Food sharers' ‘trophies.’  Source: Alexandra Lyogkaya

Whoever is the first to post an "I'll take it" comment gets the cucumbers. There are no social preferences, all that matters is speed. Previously, users wrote sentimental stories about their dozen hungry children, but organizers called for it not to be decided by people's literary talent and to give away food based on the objective criterion of speed.

However, this is only the tip of the iceberg. There is a more important task – hotels, restaurants, and factories throw away kilograms of still quite edible products every day. But while ordinary people actively share their surplus food, Russian food sharers still have a problem establishing contact with major companies.

However, bakeries and small shops in Moscow, St. Petersburg and Krasnodar (745 miles south of Moscow) are already involved in the process: "In one Krasnodar shop, they were so excited about the idea that that they wanted to send their surplus products to Moscow," said Lyogkaya.

And once "food rescuers" got a whole batch of milk when a small shop had its electricity supply cut off for a few hours, so it was forbidden by law to sell milk that was in a refrigerator without power. They didn’t let it go to waste.

Who cares?

It is impossible to create the average portrait of a food sharer: The movement involves students, pensioners, businessmen and workers... Most of the activists aim at environmental protection and the rational use of resources. In some cities leaders of the movement also promote veganism.

St. Petersburg food sharers are also closely connected with other Russian vegetarian and ecological organizations: It is largely thanks to their help that food sharing has seen such a meteoric rise.

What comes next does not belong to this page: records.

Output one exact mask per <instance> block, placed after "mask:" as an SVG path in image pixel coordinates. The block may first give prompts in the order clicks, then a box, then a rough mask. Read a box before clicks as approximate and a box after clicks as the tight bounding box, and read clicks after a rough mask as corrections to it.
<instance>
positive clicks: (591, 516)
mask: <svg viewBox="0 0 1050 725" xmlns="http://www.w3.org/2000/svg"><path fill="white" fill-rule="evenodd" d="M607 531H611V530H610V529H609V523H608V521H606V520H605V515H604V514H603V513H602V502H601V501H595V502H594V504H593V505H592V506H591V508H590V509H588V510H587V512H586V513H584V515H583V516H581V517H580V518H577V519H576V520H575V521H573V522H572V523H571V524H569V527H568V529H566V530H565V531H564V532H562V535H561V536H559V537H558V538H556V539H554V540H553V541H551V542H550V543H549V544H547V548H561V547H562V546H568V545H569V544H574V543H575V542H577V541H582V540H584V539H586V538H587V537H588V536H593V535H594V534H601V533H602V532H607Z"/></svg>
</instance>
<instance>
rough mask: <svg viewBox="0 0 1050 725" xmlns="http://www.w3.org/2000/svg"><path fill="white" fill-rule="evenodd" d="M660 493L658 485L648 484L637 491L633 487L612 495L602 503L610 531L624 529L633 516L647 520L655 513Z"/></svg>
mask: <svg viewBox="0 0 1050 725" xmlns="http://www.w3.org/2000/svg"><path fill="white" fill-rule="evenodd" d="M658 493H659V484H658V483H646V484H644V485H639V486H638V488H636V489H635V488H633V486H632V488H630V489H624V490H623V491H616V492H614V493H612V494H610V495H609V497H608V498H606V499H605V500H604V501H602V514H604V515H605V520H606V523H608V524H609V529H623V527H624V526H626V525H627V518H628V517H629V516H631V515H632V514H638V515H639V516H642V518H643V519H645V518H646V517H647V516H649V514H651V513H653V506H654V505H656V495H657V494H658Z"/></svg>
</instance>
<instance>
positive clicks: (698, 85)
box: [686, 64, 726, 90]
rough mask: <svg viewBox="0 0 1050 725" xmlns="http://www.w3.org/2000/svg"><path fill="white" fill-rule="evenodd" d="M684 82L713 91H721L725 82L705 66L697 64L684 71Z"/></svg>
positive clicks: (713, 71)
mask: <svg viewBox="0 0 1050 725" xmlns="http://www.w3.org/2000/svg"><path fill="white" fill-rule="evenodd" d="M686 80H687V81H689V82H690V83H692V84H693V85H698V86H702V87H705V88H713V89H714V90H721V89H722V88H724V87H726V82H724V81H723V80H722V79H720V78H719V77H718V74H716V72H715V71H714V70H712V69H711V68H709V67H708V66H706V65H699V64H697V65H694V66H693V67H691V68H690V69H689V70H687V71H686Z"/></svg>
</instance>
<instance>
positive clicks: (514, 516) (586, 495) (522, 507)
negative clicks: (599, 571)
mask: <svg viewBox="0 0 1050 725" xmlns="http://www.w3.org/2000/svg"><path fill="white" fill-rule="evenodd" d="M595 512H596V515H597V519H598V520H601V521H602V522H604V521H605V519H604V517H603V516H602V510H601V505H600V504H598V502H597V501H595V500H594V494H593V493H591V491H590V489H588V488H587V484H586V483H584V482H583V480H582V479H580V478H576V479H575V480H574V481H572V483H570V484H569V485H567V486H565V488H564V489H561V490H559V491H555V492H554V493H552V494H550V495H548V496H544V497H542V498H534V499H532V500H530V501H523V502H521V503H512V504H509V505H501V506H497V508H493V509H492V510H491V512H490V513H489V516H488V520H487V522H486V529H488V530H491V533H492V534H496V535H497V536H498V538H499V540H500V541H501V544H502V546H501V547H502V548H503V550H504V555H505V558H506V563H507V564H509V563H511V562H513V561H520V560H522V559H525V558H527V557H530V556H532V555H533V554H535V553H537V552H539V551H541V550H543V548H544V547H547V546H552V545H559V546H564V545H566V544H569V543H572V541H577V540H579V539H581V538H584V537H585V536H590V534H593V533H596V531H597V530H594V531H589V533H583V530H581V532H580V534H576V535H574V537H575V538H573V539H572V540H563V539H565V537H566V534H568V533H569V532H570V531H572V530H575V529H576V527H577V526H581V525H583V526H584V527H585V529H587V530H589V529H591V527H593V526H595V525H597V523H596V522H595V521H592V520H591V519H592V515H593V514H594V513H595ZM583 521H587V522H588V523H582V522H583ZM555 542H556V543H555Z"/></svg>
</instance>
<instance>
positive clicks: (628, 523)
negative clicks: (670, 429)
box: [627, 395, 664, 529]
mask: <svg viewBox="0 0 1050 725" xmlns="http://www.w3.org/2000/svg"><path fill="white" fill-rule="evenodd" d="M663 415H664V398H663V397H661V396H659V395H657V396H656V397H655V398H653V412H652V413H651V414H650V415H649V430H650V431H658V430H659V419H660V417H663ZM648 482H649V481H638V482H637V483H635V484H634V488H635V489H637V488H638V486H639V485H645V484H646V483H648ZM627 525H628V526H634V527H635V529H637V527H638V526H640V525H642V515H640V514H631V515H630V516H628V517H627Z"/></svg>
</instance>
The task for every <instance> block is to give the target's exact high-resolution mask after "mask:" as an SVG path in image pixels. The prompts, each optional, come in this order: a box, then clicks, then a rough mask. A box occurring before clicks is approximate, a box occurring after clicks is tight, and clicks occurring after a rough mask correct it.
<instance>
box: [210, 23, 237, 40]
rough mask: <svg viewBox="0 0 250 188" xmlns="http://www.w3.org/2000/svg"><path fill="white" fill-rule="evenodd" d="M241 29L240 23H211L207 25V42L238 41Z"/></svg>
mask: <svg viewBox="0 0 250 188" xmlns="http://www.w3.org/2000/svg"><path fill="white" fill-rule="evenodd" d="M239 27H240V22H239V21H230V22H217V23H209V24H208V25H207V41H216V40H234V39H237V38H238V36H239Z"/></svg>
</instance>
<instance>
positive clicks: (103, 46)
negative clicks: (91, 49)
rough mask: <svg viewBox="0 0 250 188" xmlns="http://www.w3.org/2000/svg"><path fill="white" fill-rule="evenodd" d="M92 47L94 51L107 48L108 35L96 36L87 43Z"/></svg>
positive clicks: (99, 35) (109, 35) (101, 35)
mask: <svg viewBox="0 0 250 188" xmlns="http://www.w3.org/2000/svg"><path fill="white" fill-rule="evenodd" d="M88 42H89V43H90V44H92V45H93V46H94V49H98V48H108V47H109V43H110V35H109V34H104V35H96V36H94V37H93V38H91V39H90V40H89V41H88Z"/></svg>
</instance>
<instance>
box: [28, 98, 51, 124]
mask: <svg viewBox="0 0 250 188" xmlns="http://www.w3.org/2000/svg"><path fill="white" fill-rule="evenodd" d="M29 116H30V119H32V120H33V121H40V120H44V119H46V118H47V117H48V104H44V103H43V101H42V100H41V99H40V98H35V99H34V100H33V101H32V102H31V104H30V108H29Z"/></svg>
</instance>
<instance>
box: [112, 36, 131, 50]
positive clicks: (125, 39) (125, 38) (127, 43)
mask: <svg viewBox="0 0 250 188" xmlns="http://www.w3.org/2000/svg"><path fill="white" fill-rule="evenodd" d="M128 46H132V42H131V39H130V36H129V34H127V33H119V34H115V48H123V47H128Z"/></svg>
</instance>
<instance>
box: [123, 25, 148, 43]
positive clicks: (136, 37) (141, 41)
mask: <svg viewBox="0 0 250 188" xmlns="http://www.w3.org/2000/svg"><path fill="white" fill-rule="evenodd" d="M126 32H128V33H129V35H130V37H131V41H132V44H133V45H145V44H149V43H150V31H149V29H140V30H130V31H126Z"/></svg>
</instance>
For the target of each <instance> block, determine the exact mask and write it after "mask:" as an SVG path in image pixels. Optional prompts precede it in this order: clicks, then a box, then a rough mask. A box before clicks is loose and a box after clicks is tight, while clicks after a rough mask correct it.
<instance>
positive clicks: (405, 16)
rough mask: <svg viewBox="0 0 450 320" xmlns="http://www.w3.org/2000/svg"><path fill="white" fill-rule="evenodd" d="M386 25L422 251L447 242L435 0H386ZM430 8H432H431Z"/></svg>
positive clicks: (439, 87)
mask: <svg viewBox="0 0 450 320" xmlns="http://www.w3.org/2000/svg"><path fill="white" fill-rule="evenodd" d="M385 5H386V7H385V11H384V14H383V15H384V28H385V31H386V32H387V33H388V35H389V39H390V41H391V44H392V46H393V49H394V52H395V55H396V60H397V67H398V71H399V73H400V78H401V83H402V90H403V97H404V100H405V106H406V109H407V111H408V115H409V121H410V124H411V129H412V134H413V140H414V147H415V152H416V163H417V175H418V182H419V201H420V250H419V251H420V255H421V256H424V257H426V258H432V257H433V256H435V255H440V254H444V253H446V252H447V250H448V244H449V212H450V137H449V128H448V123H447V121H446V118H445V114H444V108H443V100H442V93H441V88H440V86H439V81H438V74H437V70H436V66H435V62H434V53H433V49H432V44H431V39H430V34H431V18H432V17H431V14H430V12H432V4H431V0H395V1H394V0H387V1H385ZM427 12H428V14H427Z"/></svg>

However, the social side of the issue comes to the fore in some places: "Many of our participants are students, so they know what it means to barely make ends meet," said Nadezhda Medvedeva, the founder of a food-sharing community in Tomsk (1,740 miles east of Moscow).

In Voronezh (290 miles south of Moscow), surplus food is collected by volunteers with the Salvation Army.

Food sharers' ‘trophies.’  Source: Alexandra Lyogkaya

Still, food sharing in Russia has a long way to go: "Many people are afraid of the opinions of others, who might assume that you take handouts," complained one activist from Almetyevsk (580 miles east of Moscow).

"Without serious promotion from online communities, people do virtually nothing, they do not even want to take food," said Yekaterina Travushkina, the founder of the food sharing movement in Novosibirsk (1,740 miles east of Moscow). But the initial inertia has already been overcome, and at least a dozen ads are placed in the main food-sharing communities every day.